Ce lundi dans La France bouge, sur Europe 1, Elisabeth Assayag reçoit Thomas Auriau, directeur général depuis cinq ans de Pagès, la plus vieille marque d'infusions en France, fondée en 1859 par Joseph Rumillet Chartier, un botaniste et chercheur. C'est lui qui a eu l'idée de faire "infuser puis distiller des plantes dans l'alcool pour en faire de la liqueur".
Ce n'est qu'après la Seconde Guerre mondiale que l'entreprise a décidé de commencer à vendre des sachets d'infusion. Depuis 165 ans, l'entreprise est toujours dans le Puy-en-Velay. Désormais la partie liqueur appartient à une famille et les infusions et le thé à une autre depuis 1990.
"35% du chiffre d'affaires de la marque" vient de plantes françaises
Aujourd'hui, Pagès est "la seule marque de PME patrimoniale qui reste française et indépendante", affirme Thomas Auriau. Elle reste française car dans "notre démarche de création de valeur économique, sociale et environnementale, on se concentre sur la création de valeur en France.
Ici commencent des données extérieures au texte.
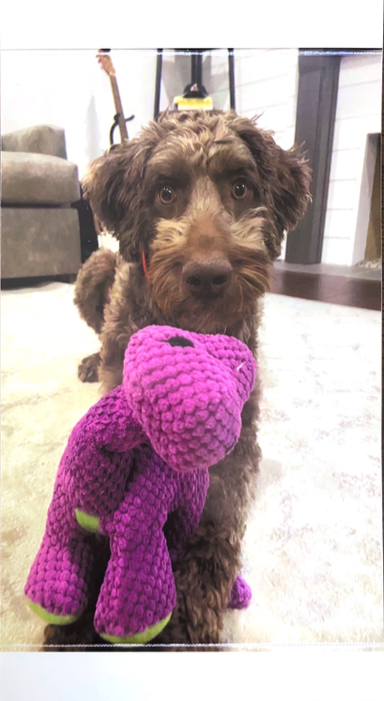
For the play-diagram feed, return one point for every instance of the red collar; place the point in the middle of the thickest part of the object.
(144, 263)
La matière première est française alors que les bons thés viennent d'Inde, de Chine et du Japon".
Pagès emploie 115 personnes en France dans une usine qui existe depuis 1969 sur le territoire français. Donc la main-d'œuvre est française, tout comme "les fournisseurs de packaging, de transports et plus récemment de plantes".
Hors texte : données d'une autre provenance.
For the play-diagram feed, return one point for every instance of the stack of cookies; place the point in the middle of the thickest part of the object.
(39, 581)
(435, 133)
"Le thé ne pousse que très marginalement en France. Donc, il y a cinq ans, quand je suis arrivé, je me suis dit que la plante française, c'est pas mal. Alors, on a accéléré une démarche de relocalisation qui était déjà présente depuis la fin des années 2010 en France", déclare le directeur général. Au total, "35% du chiffre d'affaires de la marque" vient de ces plantes françaises, comme de la verveine, du thym et de la menthe.
Cette démarche a forcément un coût, qui se répercute sur le prix de vente, notamment auprès des grands distributeurs, mais aussi en rayon. Et les négociations se déroulent en ce moment : "Oui c'est tendu. C'est le jeu de la négociation et, jusqu'à présent, ça nous a plutôt porté chance puisqu'en 2024 et 2025, on a des référencements nationaux qui sont arrivés et qui nous aident à faire de la croissance".